Hope may lead to unrealistic expectations
Posted on 28th July 2017 by Sam Marks
This is the tenth blog in a series of 36 blogs based on a list of ‘Key Concepts’ developed by an Informed Health Choices project team. Each blog will explain one Key Concept that we need to understand to be able to assess treatment claims.
Hope can be a good thing…
When it comes to health, hope can be a good thing. One’s hopes, beliefs and positive expectations about a treatment may play a key role in the placebo effect, which Ben Goldacre (NHS Choices, 2010) sums up nicely here:
The placebo effect is the extraordinary phenomena of people getting better even when they’ve only had a dummy or a sham treatment. That can mean a sugar pill, but it can also mean sham ultrasound, where somebody holds a machine to your body, but doesn’t switch it on. Or even a fake operation, where somebody makes the incision, then just pretends to operate. And the fascinating and amazing thing is, it turns out when people get these fake, sham treatments, they often get better. What’s interesting about the placebo effect is that it shows the amazing power of the mind over the body… in a very real sense we really can make our pain better, we really can improve our own symptoms through our beliefs and expectations.
But hope isn’t always a good thing…
Hope may also lead to unrealistic expectations. Indeed research suggests that both patients and clinicians have a tendency to overestimate the benefits of treatments and underestimate their harms (Hoffman & Del Mar, 2015; 2017). As a result, the decisions we make about treatments may be misguided by (unrealistic) hope.
Sometimes individuals in need or desperation may hope treatments will work and assume that they will not do any harm. Additionally, people with vested interests may take advantage of individuals’ hopes and fears…
Hope can be used as a means of manipulation or control…
It’s important to be aware that those with vested interests may take advantage of individuals’ hopes and fears. Woloshin and Schwartz (2009) make this argument in relation to diagnostic screening:
Selling screening can be easy. Induce fear by exaggerating risk. Offer hope by exaggerating the benefit of screening. And don’t mention harms. It is especially easy with cancer – no diagnosis is more dreaded
This same argument can be applied to treatments too. Carers and patients, perhaps especially those with life-threatening or life-limiting conditions, can be immensely vulnerable. Their need to cling to hope may mean that they feel compelled to follow any treatment path offered to them. In such cases, are the ‘choices’ these patients make really choices at all?
In the worst cases, this can result in individuals wasting their time and money pursuing ineffective treatments, or worse still, treatments that may be harmful. Ben Goldacare (2010) wrote about a women who, desperate to treat her acne, took high doses of a banned substance, reassured by a traditional Chinese medical doctor that they were safe. She mistakenly placed her hope and trust in the treatment and the prescribing doctor. She subsequently lost both kidneys and had to have dialysis three times a week.
Hoping or assuming a treatment is safe and effective does not necessarily make it so.

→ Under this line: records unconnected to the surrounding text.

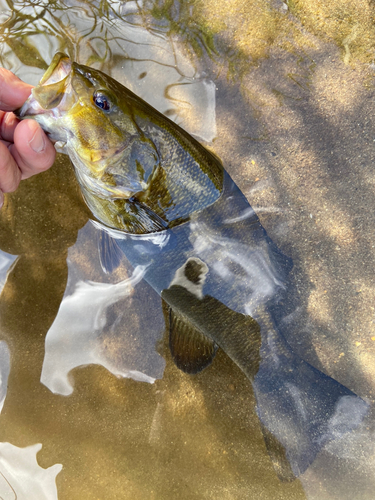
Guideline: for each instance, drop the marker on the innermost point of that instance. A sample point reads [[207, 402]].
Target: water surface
[[283, 94]]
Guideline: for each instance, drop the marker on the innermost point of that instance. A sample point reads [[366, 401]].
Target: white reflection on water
[[97, 323], [22, 478]]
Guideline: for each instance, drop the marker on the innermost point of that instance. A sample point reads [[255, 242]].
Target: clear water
[[283, 94]]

Fair tests of treatments with hoped-for beneficial effects, and which are assumed to be harmless, can show that neither is true…
Even well-meaning practitioners can get it wrong. When prescribing treatments, the benefits we hope for, don’t always materialise. Generally, healthcare professionals prescribe treatments with the best of intentions, particularly when they may offer hope in a desperate situation.
For example, it was believed that ‘silent’ (sub-clinical) infection might trigger early labour and preterm delivery. As a result, doctors prescribed antibiotics for some pregnant women, hoping this might help to prolong pregnancy. No one thought this would cause serious problems. Indeed, there’s some evidence the women themselves were keen to have antibiotics – in the spirt of ‘let’s try this; it can’t do any harm’.
However, when a fair test of this treatment was eventually done, the results were striking. No benefits were identified. Additionally, long-term follow-up of the babies in the study showed that those who had been exposed to antibiotics were more likely than those who had not been exposed to antibiotics to have cerebral palsy and problems with vision, walking and speech (Keynon, 2008a; 2008b).
This example is stark reminder: it’s important that we don’t just assume a treatment is beneficial or safe – or that it is worth whatever it costs – just because we hope that it might help. As always, we need to consider the evidence available to us.